Can you wrap ETH on other blockchains?

Other wrapped versions of ETH exist on major blockchains that increase ETH interoperability. For example, wrapping ETH on BNB Smart Chain (BSC) allows you to trade or use WETH within the BSC DeFi ecosystem. To do so, you will need to withdraw ETH from Binance or another exchange to a BSC wallet. Make sure that your exchange supports converting from ETH to WETH before making a withdrawal.

Alternatively, you can use a bridging service. There are third-party DApps that take crypto and store it on the origin blockchain, then mint wrapped tokens at a 1:1 ratio on the destination blockchain.

Bridging tokens often works, but be aware that moving tokens between blockchains can be risky. There have been cases where smart contracts of some bridges have been compromised.
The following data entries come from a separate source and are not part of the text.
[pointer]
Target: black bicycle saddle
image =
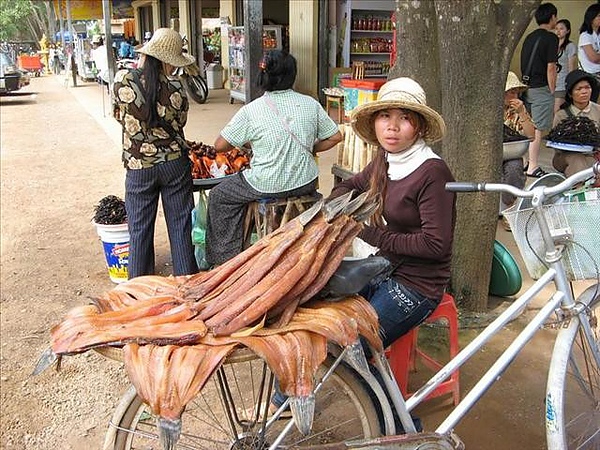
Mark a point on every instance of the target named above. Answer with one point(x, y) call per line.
point(353, 275)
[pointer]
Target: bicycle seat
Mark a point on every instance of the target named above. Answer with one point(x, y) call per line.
point(353, 274)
If you want to bridge wrapped Bitcoin, wrapped Ethereum, or other tokens, do your research on the platform thoroughly before using a bridging service.


How does wrapped ETH stay at the same price as ETH?

The key to maintaining WETH’s peg to ETH is its 1:1 convertibility. If WETH is cheaper, people will buy it and convert it to the more expensive ETH to make a profit. This will increase the demand for WETH and, therefore, its price. If WETH is more expensive, people will buy ETH and convert it to WETH to sell, increasing the supply of WETH and lowering its price. This principle of supply and demand ensures that the peg remains relatively stable.


Which DeFi applications can I use with WETH?

Ethereum has many DeFi DApps to explore that can accept ERC-20 tokens. One option is to add WETH to a liquidity pool available on a Decentralized Exchange (DEX) like Uniswap. Once you provide liquidity, you will start collecting fees from users who swap using the pool. However, impermanent loss is always a possible risk that can cause the amount of tokens deposited to decrease. Using a pool with a larger amount of liquidity will mitigate this risk.

You can also start lending WETH on platforms like Aave. Other users can borrow your tokens, but must provide collateral to cover their loans first. In return, you receive interest until you decide to remove the deposit.


Conclusion

Ethereum has one of the oldest and most developed DApp ecosystems ever. This makes WETH a necessity, as most ETH holders want to use their ETH in DeFi projects. If you decide to start experimenting with WETH, we recommend purchasing it with ETH or other tokens as it is simpler and easier than interacting with smart contract wrapping.